03 June | 2020
Prilenia therapeutics raises $62.5m to fund late stage trials in HD and ALS
• Forbion leads Series A financing round, accompanied by Morningside, Sectoral and Talisman
• Funding to support two late-stage trials of pridopidine in Huntington Disease (HD) and Amyotrophic
Lateral Sclerosis (ALS)
• Former Chairman, Michael R. Hayden, MD PhD, appointed CEO of Prilenia
[Naarden, NL and Herzliya, IL, 03 June 2020] - Prilenia Therapeutics B.V., a clinical stage biotech company focused on developing novel treatments for neurodegenerative and neurodevelopmental disorders, announces that is has raised $62.5M in a Series A financing round to launch the Company’s planned HD and ALS late-stage clinical trials.
The funding round was led by Forbion and included new investors, Morningside Venture Investments and Sectoral Asset Management. Existing investors Talisman Capital Partners and Genworks 2 also participated in the round. The Series A financing brings the total capital invested in Prilenia Therapeutics since its foundation in September 2018 to $84.5M.
The proceeds will fund two late-stage trials, which could lead to the registration of pridopidine for the treatment of HD and ALS. Pridopidine is a highly selective sigma-1 receptor (S1R) agonist. It is shown to maintain functional capacity in early HD patients, as measured by the Total Functional Capacity (TFC) score. Furthermore, it was recently selected from an international competition of over 30 potential therapeutics for inclusion in the first ever ALS platform trial, led by the Healey Center for ALS at Massachusetts General Hospital. The trials – Phase 3 trial in HD and the platform trial in ALS - are expected to commence in H2 2020.
Alongside the closing of the financing round, Michael R. Hayden, MD, PhD, has been appointed as CEO of Prilenia. He has been serving as Executive Chairman of Prilenia since the Company was founded. Michael is a world-renowned scientist in Huntington’s Disease research. He is the former President of Global R&D and Chief Scientific Officer at Teva Pharmaceuticals, where he led the development of 35 new products towards approval in several major markets, predominantly in CNS. Michael co-founded five biotechnology companies of which two realized successful exits and three became public, most recently 89bio (ETNB).
Prilenia’s lead asset is Pridopidine, a first-in-class drug candidate with an established safety profile and therapeutic potential in several neurodegenerative diseases affecting adults and children. The highly selective S1R agonist was acquired from Teva in 2018.

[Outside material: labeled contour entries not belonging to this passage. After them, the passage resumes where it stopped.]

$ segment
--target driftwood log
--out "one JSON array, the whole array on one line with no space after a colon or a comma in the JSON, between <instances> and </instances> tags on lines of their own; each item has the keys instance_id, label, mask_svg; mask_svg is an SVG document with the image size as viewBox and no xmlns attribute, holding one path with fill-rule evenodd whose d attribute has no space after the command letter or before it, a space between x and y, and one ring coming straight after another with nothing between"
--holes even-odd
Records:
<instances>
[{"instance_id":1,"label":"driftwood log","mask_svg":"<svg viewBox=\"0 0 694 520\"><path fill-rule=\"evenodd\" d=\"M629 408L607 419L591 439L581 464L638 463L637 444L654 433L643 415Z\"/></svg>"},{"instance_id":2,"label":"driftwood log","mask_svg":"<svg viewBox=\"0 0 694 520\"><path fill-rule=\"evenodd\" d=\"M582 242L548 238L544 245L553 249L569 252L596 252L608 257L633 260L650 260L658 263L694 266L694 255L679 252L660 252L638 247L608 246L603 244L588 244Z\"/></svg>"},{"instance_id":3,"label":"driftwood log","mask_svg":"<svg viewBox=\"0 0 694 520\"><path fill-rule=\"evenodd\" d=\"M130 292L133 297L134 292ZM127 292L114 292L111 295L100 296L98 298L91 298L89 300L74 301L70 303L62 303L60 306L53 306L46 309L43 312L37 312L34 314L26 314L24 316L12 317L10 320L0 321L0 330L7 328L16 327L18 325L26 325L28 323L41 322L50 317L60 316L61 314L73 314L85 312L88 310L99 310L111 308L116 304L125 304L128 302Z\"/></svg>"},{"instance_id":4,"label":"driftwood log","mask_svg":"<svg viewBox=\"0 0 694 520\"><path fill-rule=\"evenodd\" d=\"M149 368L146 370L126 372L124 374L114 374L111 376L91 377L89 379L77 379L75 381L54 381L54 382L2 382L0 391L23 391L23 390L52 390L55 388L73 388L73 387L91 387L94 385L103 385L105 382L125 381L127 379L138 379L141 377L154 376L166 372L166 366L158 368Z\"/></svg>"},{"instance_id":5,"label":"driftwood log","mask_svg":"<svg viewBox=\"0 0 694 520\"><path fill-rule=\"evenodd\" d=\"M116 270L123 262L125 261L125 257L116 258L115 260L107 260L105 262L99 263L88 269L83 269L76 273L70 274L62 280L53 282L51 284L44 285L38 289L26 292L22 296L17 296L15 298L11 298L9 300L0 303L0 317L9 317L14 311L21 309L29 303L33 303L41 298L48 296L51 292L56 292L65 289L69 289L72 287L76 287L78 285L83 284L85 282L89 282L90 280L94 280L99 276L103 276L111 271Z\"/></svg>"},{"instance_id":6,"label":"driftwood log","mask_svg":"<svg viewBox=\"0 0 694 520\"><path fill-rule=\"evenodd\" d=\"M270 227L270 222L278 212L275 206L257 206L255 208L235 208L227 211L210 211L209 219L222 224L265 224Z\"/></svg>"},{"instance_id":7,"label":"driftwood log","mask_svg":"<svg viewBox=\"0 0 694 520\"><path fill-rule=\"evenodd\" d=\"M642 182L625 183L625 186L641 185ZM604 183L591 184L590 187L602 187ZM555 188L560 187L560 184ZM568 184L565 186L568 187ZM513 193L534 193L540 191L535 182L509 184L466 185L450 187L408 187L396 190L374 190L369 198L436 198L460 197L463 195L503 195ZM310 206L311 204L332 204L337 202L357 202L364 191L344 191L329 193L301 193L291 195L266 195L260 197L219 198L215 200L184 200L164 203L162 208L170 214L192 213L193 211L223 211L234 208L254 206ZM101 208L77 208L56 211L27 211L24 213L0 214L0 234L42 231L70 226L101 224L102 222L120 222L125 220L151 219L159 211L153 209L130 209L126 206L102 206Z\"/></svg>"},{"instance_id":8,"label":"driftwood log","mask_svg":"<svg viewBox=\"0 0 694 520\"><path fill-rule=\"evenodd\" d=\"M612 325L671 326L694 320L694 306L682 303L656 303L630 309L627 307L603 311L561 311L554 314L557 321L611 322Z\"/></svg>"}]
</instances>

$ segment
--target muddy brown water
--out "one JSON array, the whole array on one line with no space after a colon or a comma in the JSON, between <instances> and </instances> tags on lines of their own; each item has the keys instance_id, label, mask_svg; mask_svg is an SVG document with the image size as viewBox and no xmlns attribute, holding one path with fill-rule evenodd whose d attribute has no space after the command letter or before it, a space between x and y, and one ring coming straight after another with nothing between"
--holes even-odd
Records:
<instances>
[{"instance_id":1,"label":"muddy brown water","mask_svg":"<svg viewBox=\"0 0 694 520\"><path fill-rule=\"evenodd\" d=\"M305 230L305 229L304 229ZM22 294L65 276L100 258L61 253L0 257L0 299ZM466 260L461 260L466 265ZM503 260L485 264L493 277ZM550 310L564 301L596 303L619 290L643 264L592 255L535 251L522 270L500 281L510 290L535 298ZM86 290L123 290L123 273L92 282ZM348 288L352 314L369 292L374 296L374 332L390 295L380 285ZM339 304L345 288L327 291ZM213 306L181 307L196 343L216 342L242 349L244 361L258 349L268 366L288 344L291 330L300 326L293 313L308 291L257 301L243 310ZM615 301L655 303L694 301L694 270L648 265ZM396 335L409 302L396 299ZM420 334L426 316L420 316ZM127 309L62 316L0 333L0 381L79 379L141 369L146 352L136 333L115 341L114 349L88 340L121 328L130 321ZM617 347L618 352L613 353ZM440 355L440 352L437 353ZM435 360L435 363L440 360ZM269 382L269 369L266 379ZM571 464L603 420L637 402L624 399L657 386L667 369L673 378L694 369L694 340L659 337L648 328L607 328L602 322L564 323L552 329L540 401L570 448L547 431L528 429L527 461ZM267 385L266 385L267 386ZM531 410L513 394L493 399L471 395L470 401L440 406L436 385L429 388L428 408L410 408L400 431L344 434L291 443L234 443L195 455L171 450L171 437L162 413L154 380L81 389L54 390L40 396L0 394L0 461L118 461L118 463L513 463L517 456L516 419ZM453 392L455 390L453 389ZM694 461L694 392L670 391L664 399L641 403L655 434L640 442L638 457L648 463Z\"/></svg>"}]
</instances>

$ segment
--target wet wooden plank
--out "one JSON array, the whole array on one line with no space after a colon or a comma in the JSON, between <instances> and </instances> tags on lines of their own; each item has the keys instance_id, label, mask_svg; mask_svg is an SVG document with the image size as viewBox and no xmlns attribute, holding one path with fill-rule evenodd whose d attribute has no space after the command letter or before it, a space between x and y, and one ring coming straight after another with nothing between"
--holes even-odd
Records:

Pridopidine for Huntington Disease
HD is a fatal, inherited, neurodegenerative disorder. Every offspring of an HD patient has a 50% chance of inheriting the gene. Usually starting at around 40 years of age, HD patients suffer from movement disorder, progressive functional and cognitive decline, psychiatric disturbances and behavioral symptoms. Following diagnosis, functional, motor and cognitive functions decline steadily, ultimately leading to immobility, dementia and premature death.
Pridopidine has demonstrated maintenance of functional capacity in HD patients, as measured by Total Functional Capacity (TFC), in a clinical trial. This effect was most prominent in early stage HD patients (HD1 and HD2), who showed functional benefit from pridopidine 45 mg, taken twice a day.
There is extensive preclinical evidence that further supports pridopidine’s potential beneficial effect in HD. The therapeutic effect has been shown to be mediated exquisitely by the sigma-1 receptor (S1R) using multiple deletion and antagonist models.
Prilenia has an orphan drug designation for pridopidine for the treatment of HD in both the US and Europe.
Pridopidine for ALS
ALS is the most prevalent adult-onset progressive motor neuron disease, affecting approximately 30,000 people in the U.S. and an estimated 500,000 people worldwide. ALS causes the progressive degeneration of motor neurons, resulting in progressive muscle weakness and atrophy. There are currently three FDA therapies approved specifically for treating ALS: riluzole, nuedexta and edaravone.
Compelling preclinical data supports the potential use of pridopidine as a therapeutic for ALS. In ALS SOD1G93A motor neurons (MNs), pridopidine exerts neuroprotective effects via activation of the S1R. Specifically, pridopidine improves BDNF (brain-derived neurotrophic factor) and GDNF (glial cell line-derived neurotrophic factor) axonal transport, restores synaptic activity and neuro-muscular junction (NMJ) function, and increases neuronal survival. In vivo, pridopidine treatment of SOD1G93A mice reduces toxic protein aggregates and ameliorates muscle fiber wasting.
Previous clinical data also suggest that S1R is a promising target for ALS therapy, indicating that S1R activation may enhance bulbar and speech function in ALS patients. The sigma 1 receptor has been genetically validated for ALS, as patients with mutations in this gene develop ALS.
In addition to the HD and ALS programs, Pridopidine is also being studied for the treatment of Parkinson’s Disease Levodopa Induced Dyskinesia (PD-LID) and other conditions.